Several Notre Dame players remember they were so bothered by the heat and humidity that they struggled to play in the second half.

Meanwhile, UNC's Mike Voight had already rushed for a touchdown, Mel Collins had caught a touchdown from Paschall, and the nattily dressed capacity crowd, which paid the jacked-up price of $10 per ticket, was excited by the Irish's first trip to Chapel Hill since 1960.

UNC was leading 14-6, and Irish starter Rick Slager had thrown three straight incomplete passes, when coach Dan Devine opted to make a change behind center.

When a tall, skinny guy wearing No. 3 ran onto the field, reporters in the press box and players on the field scrambled to figure out who he was.

“You'd never heard of him, because he got off to a bad start with coach Devine,” said Dan Kelleher, a junior split end for the Irish that season.

“I'm not saying he was a bad practice guy; he always did what had to be done … but maybe not always exactly the way coach wanted it.”

Montana could not be reached for an interview.

As a freshman in 1974, Montana – a three-sport athlete from Monongahela, Pa., who had turned down a basketball scholarship at N.C. State – ranked as low as seventh on the depth chart.

On his first series, he completed two passes – a 10-yarder to Ted Burgmeier and a 39-yarder to Kelleher – to set up a 2-yard touchdown run by halfback Al Hunter, a native of Greenville, N.C.. A 2-point conversion pass to tight end Doug Buth tied the score at 14 with 5:11 left.

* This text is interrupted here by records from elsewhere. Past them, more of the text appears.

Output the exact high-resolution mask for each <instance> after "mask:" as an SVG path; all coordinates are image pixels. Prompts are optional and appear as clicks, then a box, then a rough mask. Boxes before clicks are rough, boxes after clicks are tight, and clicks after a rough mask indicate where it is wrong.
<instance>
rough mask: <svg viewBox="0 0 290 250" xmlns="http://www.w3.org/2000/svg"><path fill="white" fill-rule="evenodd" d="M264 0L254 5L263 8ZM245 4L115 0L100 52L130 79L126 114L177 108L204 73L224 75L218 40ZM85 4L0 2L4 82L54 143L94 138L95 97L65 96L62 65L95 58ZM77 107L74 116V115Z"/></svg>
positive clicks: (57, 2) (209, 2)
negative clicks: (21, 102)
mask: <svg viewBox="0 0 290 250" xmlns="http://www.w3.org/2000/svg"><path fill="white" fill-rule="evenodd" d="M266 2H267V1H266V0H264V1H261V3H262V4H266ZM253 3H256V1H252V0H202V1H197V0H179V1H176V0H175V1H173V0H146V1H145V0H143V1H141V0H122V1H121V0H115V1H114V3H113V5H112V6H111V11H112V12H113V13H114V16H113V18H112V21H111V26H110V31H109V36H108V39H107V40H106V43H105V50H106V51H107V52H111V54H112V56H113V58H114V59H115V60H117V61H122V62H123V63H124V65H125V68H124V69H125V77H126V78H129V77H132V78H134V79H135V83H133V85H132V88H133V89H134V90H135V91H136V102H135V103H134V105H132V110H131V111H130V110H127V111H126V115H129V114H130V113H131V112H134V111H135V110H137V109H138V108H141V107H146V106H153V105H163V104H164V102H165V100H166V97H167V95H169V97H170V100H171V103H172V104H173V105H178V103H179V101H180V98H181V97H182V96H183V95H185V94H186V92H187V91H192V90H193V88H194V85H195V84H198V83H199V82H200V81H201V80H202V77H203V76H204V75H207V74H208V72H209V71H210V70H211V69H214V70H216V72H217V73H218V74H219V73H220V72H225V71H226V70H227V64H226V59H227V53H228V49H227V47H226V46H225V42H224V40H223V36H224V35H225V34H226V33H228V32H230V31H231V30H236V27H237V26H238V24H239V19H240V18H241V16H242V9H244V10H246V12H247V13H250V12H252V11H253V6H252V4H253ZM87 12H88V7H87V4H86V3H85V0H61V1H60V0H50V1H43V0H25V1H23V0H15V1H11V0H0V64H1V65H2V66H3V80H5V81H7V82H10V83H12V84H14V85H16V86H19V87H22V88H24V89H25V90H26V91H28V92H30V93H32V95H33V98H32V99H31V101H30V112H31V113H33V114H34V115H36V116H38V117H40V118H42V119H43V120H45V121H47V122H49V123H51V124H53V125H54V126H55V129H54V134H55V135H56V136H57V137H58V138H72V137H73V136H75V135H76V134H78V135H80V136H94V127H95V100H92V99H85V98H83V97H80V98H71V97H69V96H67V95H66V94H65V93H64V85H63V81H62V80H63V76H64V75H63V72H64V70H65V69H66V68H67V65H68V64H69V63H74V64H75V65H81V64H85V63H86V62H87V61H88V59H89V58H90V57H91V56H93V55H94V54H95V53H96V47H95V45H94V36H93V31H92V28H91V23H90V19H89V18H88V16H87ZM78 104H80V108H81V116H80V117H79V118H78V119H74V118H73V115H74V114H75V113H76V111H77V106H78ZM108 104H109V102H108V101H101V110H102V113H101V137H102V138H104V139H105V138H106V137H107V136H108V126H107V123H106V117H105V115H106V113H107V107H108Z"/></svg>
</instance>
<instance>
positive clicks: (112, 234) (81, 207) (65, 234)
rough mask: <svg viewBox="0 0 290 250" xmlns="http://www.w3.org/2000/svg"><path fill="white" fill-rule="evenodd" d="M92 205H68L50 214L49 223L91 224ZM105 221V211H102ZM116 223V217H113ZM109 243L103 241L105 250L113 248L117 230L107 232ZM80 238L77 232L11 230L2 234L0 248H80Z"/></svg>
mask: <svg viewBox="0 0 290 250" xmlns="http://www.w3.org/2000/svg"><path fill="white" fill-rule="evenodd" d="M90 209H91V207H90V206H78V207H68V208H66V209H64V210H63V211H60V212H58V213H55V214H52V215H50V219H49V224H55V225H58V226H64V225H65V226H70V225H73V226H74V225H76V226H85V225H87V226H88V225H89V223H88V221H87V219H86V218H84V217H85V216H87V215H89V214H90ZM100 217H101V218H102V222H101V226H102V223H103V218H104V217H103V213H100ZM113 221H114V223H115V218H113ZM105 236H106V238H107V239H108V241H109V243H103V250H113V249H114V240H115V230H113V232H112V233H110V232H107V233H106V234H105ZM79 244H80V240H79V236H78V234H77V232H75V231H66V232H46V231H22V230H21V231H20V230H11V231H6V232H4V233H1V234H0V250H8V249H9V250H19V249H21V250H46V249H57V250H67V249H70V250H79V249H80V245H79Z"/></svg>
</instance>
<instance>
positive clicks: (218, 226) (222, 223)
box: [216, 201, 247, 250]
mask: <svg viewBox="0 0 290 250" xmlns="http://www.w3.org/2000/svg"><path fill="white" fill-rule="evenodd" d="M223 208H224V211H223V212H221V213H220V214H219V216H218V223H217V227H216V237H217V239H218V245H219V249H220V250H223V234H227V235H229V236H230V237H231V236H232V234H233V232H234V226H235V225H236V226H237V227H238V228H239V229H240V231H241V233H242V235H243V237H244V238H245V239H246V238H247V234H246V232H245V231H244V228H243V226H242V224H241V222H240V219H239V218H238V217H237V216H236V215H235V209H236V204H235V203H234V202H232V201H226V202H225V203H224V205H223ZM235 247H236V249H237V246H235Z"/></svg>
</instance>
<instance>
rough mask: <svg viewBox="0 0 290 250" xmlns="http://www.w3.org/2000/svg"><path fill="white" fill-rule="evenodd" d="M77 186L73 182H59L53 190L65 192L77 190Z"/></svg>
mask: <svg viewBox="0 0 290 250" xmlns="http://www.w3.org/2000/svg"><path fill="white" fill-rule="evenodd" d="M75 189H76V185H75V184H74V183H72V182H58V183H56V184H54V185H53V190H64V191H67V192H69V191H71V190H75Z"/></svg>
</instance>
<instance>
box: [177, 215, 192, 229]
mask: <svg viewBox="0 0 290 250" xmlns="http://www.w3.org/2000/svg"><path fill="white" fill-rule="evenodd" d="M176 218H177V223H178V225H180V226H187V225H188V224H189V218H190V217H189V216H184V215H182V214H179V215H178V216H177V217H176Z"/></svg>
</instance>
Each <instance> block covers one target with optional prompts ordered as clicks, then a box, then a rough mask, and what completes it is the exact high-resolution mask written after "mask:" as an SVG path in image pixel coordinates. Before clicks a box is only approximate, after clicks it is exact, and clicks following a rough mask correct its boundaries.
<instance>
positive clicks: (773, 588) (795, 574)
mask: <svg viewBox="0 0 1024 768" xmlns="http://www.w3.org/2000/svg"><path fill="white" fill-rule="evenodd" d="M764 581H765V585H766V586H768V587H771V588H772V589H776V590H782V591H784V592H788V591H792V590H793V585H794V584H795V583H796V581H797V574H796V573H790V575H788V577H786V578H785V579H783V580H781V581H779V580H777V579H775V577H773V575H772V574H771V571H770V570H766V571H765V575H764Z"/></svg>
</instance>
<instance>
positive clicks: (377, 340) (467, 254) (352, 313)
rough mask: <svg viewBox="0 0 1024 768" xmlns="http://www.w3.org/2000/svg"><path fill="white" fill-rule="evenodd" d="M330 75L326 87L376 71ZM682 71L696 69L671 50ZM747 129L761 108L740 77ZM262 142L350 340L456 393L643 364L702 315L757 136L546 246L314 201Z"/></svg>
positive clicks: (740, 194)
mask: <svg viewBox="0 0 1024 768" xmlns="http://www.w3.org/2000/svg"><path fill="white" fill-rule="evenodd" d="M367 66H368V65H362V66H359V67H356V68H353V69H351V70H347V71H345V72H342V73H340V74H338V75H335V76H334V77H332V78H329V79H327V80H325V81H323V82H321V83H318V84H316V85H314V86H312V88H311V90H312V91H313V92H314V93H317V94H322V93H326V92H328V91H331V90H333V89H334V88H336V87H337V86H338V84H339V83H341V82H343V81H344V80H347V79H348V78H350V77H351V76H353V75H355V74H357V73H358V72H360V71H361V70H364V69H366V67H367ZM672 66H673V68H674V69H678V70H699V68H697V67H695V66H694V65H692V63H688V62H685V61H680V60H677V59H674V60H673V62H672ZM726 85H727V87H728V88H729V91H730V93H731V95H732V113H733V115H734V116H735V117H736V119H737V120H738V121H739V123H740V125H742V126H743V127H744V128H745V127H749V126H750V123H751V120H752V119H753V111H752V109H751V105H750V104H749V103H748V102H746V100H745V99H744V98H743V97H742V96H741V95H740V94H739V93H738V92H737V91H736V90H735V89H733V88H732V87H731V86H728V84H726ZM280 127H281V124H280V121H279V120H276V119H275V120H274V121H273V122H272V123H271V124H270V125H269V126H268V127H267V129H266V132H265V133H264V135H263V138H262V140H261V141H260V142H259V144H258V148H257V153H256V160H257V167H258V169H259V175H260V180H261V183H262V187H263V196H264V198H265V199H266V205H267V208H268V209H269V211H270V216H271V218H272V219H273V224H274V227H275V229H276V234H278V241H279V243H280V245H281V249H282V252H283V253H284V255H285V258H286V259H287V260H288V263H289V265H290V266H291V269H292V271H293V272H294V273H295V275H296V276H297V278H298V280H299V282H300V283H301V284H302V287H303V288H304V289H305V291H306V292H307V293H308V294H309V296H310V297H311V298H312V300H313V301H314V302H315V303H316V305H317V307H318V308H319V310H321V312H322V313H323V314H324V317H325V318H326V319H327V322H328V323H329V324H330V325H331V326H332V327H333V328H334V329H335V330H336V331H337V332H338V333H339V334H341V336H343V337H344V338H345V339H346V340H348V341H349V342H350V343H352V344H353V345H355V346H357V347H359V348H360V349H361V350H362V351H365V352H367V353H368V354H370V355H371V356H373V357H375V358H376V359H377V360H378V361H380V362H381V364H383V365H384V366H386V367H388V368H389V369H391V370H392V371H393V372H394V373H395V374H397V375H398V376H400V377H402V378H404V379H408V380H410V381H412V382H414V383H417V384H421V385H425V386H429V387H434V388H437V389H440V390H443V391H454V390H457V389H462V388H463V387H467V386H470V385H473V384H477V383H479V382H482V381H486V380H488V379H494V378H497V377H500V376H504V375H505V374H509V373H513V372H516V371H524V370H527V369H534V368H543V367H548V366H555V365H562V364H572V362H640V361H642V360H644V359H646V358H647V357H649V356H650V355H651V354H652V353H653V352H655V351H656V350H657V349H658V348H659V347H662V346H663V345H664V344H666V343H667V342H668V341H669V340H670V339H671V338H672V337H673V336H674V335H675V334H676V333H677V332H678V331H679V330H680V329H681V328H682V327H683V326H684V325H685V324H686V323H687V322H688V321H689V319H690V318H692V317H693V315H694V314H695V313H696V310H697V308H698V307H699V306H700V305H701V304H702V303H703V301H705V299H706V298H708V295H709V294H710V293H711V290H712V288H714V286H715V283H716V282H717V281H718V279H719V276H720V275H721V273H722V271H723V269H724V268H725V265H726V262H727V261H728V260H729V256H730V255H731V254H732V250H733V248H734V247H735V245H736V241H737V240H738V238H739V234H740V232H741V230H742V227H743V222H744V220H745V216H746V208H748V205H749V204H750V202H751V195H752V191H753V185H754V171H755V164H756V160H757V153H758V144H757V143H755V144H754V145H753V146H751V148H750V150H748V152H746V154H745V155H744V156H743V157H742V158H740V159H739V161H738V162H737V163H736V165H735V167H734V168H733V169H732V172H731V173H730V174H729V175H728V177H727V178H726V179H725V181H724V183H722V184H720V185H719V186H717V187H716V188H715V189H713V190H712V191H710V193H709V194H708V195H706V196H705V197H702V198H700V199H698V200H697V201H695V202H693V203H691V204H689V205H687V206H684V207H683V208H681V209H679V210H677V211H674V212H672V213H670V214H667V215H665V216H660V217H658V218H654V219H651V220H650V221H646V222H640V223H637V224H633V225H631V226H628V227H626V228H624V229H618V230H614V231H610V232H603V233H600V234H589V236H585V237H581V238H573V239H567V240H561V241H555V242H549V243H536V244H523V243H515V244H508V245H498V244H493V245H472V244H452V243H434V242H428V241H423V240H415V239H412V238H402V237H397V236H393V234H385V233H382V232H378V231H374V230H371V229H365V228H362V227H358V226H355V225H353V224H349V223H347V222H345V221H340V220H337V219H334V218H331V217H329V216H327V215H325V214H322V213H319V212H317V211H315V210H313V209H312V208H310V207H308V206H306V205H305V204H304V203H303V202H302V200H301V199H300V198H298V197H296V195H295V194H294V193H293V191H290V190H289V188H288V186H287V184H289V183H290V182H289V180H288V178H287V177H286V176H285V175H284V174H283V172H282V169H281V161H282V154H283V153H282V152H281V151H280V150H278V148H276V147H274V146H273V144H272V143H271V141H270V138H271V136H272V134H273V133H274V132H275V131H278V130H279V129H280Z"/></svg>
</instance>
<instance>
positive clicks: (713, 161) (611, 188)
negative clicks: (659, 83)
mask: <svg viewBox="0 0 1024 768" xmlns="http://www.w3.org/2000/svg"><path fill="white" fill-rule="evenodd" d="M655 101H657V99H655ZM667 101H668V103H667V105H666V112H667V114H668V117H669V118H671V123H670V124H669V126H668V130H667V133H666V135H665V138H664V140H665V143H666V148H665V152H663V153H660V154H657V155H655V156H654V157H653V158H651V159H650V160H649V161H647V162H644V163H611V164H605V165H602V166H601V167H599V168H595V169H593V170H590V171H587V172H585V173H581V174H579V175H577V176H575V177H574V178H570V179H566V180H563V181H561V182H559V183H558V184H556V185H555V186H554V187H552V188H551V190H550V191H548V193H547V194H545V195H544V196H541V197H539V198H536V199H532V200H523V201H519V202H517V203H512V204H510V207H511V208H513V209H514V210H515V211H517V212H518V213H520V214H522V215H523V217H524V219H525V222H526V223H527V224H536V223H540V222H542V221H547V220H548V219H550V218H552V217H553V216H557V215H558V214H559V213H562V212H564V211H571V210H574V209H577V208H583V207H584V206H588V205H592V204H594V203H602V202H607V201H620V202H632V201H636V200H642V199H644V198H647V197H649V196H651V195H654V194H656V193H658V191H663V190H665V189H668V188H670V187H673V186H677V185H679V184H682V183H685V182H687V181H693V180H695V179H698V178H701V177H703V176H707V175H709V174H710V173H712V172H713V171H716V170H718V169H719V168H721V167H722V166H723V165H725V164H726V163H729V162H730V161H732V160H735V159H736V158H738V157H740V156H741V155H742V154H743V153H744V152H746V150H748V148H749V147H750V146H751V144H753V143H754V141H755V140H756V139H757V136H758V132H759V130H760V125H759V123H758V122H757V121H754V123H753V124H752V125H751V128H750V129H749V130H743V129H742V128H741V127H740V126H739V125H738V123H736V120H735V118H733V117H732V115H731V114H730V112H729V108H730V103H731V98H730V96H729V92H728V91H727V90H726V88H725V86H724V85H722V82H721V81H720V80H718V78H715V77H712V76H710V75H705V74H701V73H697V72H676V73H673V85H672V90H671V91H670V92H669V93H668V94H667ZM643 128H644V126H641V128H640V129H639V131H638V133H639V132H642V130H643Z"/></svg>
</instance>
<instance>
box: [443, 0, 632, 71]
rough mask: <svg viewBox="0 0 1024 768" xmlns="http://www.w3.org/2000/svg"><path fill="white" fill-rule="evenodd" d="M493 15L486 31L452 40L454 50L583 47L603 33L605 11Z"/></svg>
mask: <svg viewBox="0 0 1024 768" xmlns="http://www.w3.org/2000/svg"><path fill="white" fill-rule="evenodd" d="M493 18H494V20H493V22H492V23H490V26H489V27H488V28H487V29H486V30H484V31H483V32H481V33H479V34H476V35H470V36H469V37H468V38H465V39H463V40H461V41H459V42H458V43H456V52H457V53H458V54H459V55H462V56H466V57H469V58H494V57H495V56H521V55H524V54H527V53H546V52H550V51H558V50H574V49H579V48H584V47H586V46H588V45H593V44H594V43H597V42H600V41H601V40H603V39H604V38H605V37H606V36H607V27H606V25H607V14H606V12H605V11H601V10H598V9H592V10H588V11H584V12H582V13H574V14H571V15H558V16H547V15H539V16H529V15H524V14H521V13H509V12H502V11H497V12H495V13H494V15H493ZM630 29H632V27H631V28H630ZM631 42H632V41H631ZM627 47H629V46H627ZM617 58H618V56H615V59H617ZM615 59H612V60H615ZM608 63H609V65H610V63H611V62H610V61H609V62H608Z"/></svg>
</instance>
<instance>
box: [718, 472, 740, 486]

Like his 16 seasons in the NFL would show, Montana wasn't particularly fast and he didn't have a cannon for an arm, but he had an instinct for getting the ball down the field.

“If (Garry) Kasparov was a chess genius, Montana was a visual, defense-reading genius,” Kelleher said. “I don't think there's another guy who could walk up to the line of scrimmage and not know where the ball was going until he saw the movement of the linebacker or safety or corner, and then he knew right where it was going to go.”

“Everybody liked to say Joe didn't have a strong arm, but he knew how to put it where you needed to catch it.”

That was embodied on that warm autumn day in 1975, too.

After UNC missed a 41-yard field goal attempt, Montana took the field, threw his only incompletion, and with 1:04 left, found Burgmeier about 7 yards upfield. The end then raced 80 yards down the left sideline for a touchdown.

The extra point gave Notre Dame the decisive 21-14 lead with 58 seconds left; Montana finished 3-for-4 with 129 passing yards.

It was the only touchdown of Burgmeier's career. He was moved to defense after that.

The Irish went on to finish that season 8-3, and Saturday will mark their first return to UNC since.

“No, I'd never heard of Joe Montana before the game,” said then-UNC coach Bill Dooley, who had two Catholic priests on the sideline that day for extra luck. “But I've gotten to know him since. And I remember him telling me how his coaches didn't start him the next game, either.”

The following weekend, Montana came off the bench in the fourth quarter again, leading the Irish to a three-touchdown, come-from-behind victory against Air Force.

The “Joe Cool” born in Chapel Hill was not a fluke. And The Comeback at Kenan became one for the books.

“Obviously, I rather would not have been a part of that history,” said Perdue, who now owns several companies in Asheville.

“But it does come up in conversation from time to time; you'll be talking about the greatest quarterbacks ever, and that will lead to Joe Montana, and I'll say, ‘He brought them back against my North Carolina team when I was a junior.' I'll never forget it.”

Montana, who went on to become a three-time Super Bowl MVP and NFL Hall of Famer, has made sure of it.